Olivia went into the drawing-room, and found Harold Faradeane alone. He was standing by the window, his clear-cut face and stalwart figure silhouetted against the red light of the setting sun, and he turned as her footsteps fell upon his ear; light as her tread was, he knew it.
They had never been alone together since the night he had brought her home from Bessie’s, and at another time Olivia’s heart would have beaten wildly, and her color would have come at finding herself alone with him; but to-night she was too anxious about the squire to remark it.
His quick eye, which always seemed to dwell upon her face with a grave, guardian kind of watchfulness, noticed that something was amiss instantly.
“Is anything the matter?” he asked, in a low, earnest voice which never failed to find an echo in her heart. “Forgive me, but I thought you looked—worried.”
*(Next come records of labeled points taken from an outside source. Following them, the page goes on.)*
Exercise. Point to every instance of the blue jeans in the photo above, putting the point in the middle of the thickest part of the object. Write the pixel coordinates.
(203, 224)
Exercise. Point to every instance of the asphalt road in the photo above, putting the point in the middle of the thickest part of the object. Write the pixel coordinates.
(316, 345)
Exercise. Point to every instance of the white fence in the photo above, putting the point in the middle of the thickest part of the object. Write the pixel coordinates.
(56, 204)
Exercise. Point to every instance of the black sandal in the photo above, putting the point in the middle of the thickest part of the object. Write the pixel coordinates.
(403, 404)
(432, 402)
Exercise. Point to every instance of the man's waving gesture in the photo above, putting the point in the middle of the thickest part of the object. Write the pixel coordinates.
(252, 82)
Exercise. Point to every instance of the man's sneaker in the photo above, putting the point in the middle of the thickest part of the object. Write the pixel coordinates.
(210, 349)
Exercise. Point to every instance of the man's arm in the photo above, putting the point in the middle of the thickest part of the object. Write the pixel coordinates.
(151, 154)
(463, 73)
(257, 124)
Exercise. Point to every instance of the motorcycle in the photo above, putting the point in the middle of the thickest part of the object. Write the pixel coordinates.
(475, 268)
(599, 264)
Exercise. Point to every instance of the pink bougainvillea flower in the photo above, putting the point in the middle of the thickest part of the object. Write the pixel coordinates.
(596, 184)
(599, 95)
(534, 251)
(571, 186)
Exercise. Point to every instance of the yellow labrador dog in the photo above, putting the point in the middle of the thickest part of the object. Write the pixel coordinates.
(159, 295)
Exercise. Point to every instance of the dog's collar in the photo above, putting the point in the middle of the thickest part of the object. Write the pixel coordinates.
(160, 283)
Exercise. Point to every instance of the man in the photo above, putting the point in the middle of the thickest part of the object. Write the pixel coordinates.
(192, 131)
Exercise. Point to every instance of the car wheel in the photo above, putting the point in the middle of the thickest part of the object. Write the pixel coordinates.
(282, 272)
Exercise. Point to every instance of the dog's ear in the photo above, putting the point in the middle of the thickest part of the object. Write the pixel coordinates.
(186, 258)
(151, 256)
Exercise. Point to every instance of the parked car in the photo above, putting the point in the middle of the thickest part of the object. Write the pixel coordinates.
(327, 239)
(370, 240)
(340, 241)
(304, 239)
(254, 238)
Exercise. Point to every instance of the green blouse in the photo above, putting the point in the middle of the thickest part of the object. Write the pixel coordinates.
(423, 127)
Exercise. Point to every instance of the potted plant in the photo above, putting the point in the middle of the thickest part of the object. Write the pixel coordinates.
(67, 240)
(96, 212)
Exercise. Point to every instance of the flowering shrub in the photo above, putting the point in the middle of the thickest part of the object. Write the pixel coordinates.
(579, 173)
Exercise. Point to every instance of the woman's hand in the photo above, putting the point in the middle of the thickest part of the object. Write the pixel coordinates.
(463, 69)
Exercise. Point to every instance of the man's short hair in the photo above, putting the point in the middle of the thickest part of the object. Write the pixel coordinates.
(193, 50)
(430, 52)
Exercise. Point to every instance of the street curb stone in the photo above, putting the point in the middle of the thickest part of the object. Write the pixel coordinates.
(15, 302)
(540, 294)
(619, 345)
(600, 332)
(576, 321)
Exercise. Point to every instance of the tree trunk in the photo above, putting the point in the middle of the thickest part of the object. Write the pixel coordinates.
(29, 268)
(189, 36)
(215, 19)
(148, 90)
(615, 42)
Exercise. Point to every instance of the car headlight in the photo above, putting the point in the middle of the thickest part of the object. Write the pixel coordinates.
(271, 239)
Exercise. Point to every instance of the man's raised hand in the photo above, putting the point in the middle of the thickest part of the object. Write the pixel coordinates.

For a moment she hesitated, and a strong impulse to tell him seized her; but she put it from her, alas!
“Did I?” she said, forcing a smile. “Perhaps I am anxious about the dinner. We have a new cook, you know.”
His eyes rested upon hers—smiling so bravely!—for a moment, then he smiled.
“I cannot fancy you anxious about the dinner,” he said. “Is that all?” and his hand held hers, or, rather, let hers go, slowly and reluctantly. “If there is any other trouble I shall ask you to remember our compact, and tell me.”
She was moving away, but turned her face toward him with a doubting, wistful expression in her lovely eyes. Even then she might have spoken and all her future changed, but her evil genius sent Bartley Bradstone into the room at that moment, and with a bitter smile she turned, thinking:
“If I tell any one it should be—my future husband.”